A KEY PREMISE of this book is that to launch an effective argument you need to write the arguments of others into your text. One of the best ways to do this is by not only summarizing what "they say," as suggested in Chapter 2, but by quoting their exact words. Quoting someone else’s words gives a tremendous amount of credibility to your summary and helps ensure that it is fair and accurate. In a sense, then, quotations function as a kind of evidence, saying to readers: "Look, I’m not just making this up. She makes this claim and here it is in her exact words."
Yet many writers make a host of mistakes when it comes to quoting, not the least of which is the failure to quote enough in the first place, if at all. Some writers quote too little—perhaps because they don’t want to bother going back to the original text and looking up the author’s exact words, or because they think they can reconstruct the author’s ideas from memory. At the opposite extreme are writers who so overquote that they end up with texts that are short on commentary of their own—maybe because they lack confidence in their ability to comment on the quotations, or because they don’t fully understand them and therefore have trouble explaining what they mean.

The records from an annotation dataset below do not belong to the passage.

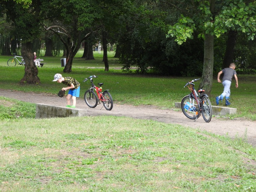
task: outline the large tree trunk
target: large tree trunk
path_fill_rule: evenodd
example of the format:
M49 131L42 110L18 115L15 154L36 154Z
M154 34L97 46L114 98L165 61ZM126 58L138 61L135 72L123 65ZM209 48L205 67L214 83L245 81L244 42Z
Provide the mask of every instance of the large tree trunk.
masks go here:
M82 56L82 58L87 59L88 57L88 42L87 41L84 41L84 54Z
M108 47L107 45L107 37L106 32L102 33L102 47L103 47L103 60L105 64L105 71L108 71Z
M116 48L116 53L115 53L115 56L114 57L117 58L119 58L121 56L121 51L120 50L120 46L118 44L117 45Z
M89 43L88 44L88 55L87 56L87 59L91 60L94 59L93 56L93 45L91 43Z
M236 40L237 32L230 29L228 32L227 39L226 43L226 51L222 63L222 69L229 67L230 64L233 62Z
M203 67L201 82L199 89L203 89L209 94L212 90L213 71L214 37L209 34L205 35Z
M38 70L34 62L33 52L31 42L23 44L21 46L21 55L26 63L25 74L20 80L21 83L30 84L40 84L40 80L37 76Z
M45 54L44 56L52 56L53 42L50 38L45 39Z

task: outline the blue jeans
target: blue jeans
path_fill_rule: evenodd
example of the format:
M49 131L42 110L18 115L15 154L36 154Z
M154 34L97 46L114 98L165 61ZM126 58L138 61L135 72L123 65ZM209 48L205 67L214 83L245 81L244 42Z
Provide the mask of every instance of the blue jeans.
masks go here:
M226 80L222 82L222 85L224 87L223 92L221 95L221 98L223 99L224 97L226 98L229 98L230 96L230 86L231 85L231 81Z

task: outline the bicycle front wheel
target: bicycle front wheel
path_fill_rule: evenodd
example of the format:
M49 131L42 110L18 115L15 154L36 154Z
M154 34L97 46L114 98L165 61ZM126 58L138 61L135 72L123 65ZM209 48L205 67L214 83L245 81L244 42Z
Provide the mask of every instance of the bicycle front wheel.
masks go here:
M91 90L88 90L84 93L84 101L91 108L94 108L97 106L98 99L95 93Z
M104 91L102 95L105 100L103 102L103 105L107 110L110 111L113 108L112 96L108 91Z
M204 96L202 98L202 114L203 118L206 123L209 123L212 119L212 111L211 102L206 97Z
M14 60L14 58L10 59L7 61L7 65L10 67L14 67L16 65L16 61Z
M187 95L181 100L182 112L187 117L190 119L196 119L201 115L200 110L193 96Z

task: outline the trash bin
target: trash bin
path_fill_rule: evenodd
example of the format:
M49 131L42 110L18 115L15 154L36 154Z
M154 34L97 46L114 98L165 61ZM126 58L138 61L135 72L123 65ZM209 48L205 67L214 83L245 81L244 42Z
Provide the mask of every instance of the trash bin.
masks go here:
M60 62L61 63L61 66L65 67L66 66L66 58L60 59Z

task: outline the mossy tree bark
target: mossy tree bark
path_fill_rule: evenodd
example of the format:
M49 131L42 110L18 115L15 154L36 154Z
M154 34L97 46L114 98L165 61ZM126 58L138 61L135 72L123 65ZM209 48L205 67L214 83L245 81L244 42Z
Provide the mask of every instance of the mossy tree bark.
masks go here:
M29 42L23 44L21 46L21 55L26 64L24 76L20 80L23 84L41 84L37 76L38 70L34 62L34 55L32 50L32 44Z

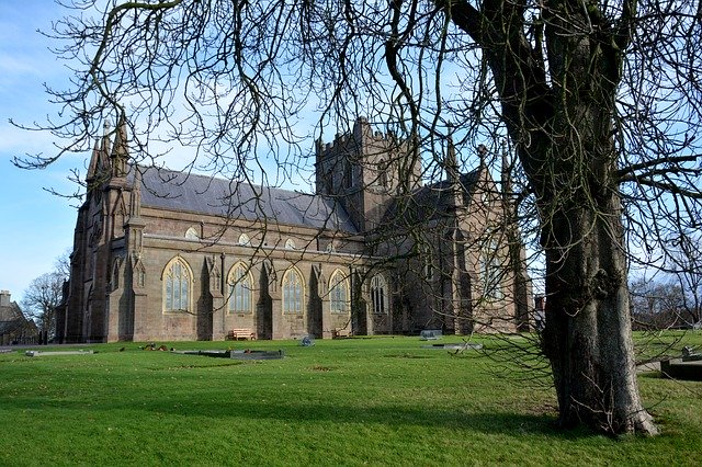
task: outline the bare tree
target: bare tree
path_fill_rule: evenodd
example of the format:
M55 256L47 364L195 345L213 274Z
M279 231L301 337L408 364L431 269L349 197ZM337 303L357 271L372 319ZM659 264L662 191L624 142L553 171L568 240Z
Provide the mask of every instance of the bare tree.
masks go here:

But the main problem with quotation arises when writers assume that quotations speak for themselves. Because the meaning of a quotation is obvious to them, many writers assume that this meaning will also be obvious to their readers, when often it is not. Writers who make this mistake think that their job is done when they’ve chosen a quotation and inserted it into their text. They draft an essay, slap in a few quotations, and whammo, they’re done.
Such writers fail to see that quoting means more than simply enclosing what "they say" in quotation marks. In a way, quotations are orphans: words that have been taken from their original contexts and that need to be integrated into their new textual surroundings. This chapter offers two key ways to produce this sort of integration: (1) by choosing quotations wisely, with an eye to how well they support a particular part of your text, and (2) by surrounding every major quotation with a frame explaining whose words they are, what the quotation means, and how the quotation relates to your text. The point we want to emphasize is that quoting what "they say" must always be connected with what you say.
Before you can select appropriate quotations, you need to have a sense of what you want to do with them—that is, how they will support your text at the particular point where you insert them. Be careful not to select quotations just for the sake of demonstrating that you’ve read the author’s work; you need to make sure they are relevant to your work.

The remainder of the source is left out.